Zuhirah Khaldun-Diarra, senior marketing director at the National Urban League, has traveled the world and bridged culture gaps through the arts. In her story she shares how living between several cultures has helped her become a peaceful communicator that embraces the world’s differences with an open mind.
I have lived on borders between races, religions and nations my entire life. As a young African American Muslim woman growing up in Queens, New York, that didn’t celebrate Christmas or eat pepperoni on her pizza, I felt truly alien. However, it was this otherness and outsider status that allowed me to move between different groups, communities and cultures as I attempted to be a conduit of understanding.
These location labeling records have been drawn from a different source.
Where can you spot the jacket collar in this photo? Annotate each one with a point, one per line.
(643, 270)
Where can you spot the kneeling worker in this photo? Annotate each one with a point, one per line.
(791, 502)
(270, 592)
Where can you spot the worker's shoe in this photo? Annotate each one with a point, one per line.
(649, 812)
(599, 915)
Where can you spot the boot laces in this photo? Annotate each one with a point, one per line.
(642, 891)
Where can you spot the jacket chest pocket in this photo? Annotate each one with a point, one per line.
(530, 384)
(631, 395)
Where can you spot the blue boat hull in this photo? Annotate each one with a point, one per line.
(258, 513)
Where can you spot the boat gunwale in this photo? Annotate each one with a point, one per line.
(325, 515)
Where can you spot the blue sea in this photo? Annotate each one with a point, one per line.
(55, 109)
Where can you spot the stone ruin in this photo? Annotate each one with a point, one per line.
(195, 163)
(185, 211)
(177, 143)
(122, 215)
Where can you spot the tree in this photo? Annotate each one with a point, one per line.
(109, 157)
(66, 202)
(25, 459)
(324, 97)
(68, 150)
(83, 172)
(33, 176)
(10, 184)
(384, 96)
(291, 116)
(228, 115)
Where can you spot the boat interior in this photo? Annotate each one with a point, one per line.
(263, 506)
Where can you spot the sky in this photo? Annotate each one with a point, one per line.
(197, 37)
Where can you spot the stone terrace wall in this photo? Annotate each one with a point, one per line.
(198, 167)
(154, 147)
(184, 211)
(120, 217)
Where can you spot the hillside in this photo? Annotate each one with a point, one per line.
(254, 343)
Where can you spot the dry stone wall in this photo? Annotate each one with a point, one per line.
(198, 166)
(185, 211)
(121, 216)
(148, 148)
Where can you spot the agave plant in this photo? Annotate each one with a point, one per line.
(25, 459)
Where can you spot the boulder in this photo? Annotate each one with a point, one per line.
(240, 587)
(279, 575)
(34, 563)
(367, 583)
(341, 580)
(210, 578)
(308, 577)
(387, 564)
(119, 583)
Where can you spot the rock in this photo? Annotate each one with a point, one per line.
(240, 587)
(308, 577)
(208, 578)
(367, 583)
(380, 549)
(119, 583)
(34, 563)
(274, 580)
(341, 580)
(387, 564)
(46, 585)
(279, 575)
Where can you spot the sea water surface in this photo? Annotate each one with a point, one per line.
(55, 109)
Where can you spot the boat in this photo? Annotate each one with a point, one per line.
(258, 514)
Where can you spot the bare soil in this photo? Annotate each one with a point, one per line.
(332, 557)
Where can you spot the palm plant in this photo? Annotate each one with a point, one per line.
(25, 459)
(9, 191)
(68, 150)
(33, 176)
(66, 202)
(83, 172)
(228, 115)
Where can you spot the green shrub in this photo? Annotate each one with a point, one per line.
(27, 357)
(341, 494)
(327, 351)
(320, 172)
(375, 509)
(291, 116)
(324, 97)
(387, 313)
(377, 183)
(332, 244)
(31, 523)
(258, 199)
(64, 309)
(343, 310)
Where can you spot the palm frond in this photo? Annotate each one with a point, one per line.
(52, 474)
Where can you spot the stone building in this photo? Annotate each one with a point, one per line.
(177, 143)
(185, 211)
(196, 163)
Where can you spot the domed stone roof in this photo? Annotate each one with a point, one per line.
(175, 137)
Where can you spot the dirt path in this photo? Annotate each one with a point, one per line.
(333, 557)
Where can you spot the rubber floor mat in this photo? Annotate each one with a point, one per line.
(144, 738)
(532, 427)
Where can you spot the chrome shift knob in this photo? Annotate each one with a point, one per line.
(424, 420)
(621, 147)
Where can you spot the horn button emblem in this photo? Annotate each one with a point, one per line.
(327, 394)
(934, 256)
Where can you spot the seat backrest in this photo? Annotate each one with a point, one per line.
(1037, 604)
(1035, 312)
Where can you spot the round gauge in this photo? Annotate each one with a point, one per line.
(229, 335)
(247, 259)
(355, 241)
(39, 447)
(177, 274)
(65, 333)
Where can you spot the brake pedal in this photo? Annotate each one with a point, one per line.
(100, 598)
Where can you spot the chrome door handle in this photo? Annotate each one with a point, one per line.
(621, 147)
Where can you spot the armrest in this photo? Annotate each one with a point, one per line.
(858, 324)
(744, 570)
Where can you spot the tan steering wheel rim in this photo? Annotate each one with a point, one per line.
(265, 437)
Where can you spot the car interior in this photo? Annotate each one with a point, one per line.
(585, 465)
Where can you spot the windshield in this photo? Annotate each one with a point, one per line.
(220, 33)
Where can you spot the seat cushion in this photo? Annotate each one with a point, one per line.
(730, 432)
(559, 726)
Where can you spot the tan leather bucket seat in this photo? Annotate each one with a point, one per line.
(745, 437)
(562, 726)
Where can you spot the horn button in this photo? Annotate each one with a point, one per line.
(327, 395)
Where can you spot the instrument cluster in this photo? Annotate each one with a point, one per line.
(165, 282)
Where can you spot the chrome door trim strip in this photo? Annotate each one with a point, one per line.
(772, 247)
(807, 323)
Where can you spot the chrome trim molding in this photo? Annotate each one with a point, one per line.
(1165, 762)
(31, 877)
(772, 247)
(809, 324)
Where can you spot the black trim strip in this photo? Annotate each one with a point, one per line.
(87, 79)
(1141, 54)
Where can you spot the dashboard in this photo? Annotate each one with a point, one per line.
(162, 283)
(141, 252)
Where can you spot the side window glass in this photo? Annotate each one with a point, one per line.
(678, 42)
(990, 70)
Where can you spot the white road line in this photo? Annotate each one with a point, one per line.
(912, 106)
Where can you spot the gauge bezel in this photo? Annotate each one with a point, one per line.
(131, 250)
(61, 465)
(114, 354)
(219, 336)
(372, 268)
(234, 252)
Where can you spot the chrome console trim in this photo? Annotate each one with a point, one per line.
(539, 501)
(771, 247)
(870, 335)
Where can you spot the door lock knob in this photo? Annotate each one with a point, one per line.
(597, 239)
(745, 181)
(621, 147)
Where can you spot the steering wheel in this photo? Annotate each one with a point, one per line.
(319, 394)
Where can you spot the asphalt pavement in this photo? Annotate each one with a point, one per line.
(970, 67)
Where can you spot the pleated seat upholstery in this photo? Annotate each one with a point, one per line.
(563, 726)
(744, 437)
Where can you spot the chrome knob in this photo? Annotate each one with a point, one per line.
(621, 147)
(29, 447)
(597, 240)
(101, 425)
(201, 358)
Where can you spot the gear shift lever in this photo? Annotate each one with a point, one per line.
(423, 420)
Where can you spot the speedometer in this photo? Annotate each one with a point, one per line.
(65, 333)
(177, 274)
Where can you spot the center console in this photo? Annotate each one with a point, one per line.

I fancied myself a “bridge over troubled water” between my working class white and black classmates — and music was my way over the bridge. Early on in my schooling, I was bussed to an elementary school in College Point, Queens, and I would volunteer to sing Stevie Wonder’s “Ebony and Ivory” acapella in front of the class to my friends on both sides of the aisle.
As an adolescent, hip hop became my calling card when I moved to Bermuda, and I recited rap lyrics to make friends. I used hip hop to build bridges of understanding. I immersed myself in the culture of the island and took this practice with me later in life, becoming a college radio DJ and music director at Barnard College in New York City. Later on, I worked in the music industry to promote the music I had witnessed bring together disparate communities. Most recently I have been working as senior marketing director at the National Urban League, which creates economic and social conditions necessary for peace and understanding, while recognizing and being inspired by peaceful grassroots movements like #BlackLivesMater and the transition of government in Burkina Faso in West Africa.
When living briefly in Hague in the western Netherlands, I did some volunteer work with Initiatives of Change, promoting the screening of a film “The Imam and the Pastor,” which is about interfaith in a violent torn community in Nigeria. While I have taken graduate courses in intercultural communications, there is no science to understanding this, and sometimes it is science that attempts to compartmentalize and put us all into our little boxes. That is not my work. I am interested instead in that which we hold in common. How we can stand in our individual subjectivities and still see ourselves as one — Christmas or no Christmas, pepperoni or without.
Perhaps this faith in the seeming impossible stems from the Muslim belief in one God, one earth and one love that we all share. In a post-911, ISIS era, where we see daily acts of barbarism in the name of God and bigotry and hatred that seems to have been boiling just below the surface erupt in retaliation, I proudly claim designations such as “Muslim Woman of Peace”, which Aga Khan University recognized me with at an event last year. I have witnessed the power of communication to enable understanding as we create peace communications that challenge us to look beyond that which we think we know, so that we can finally break down those walls that separate us.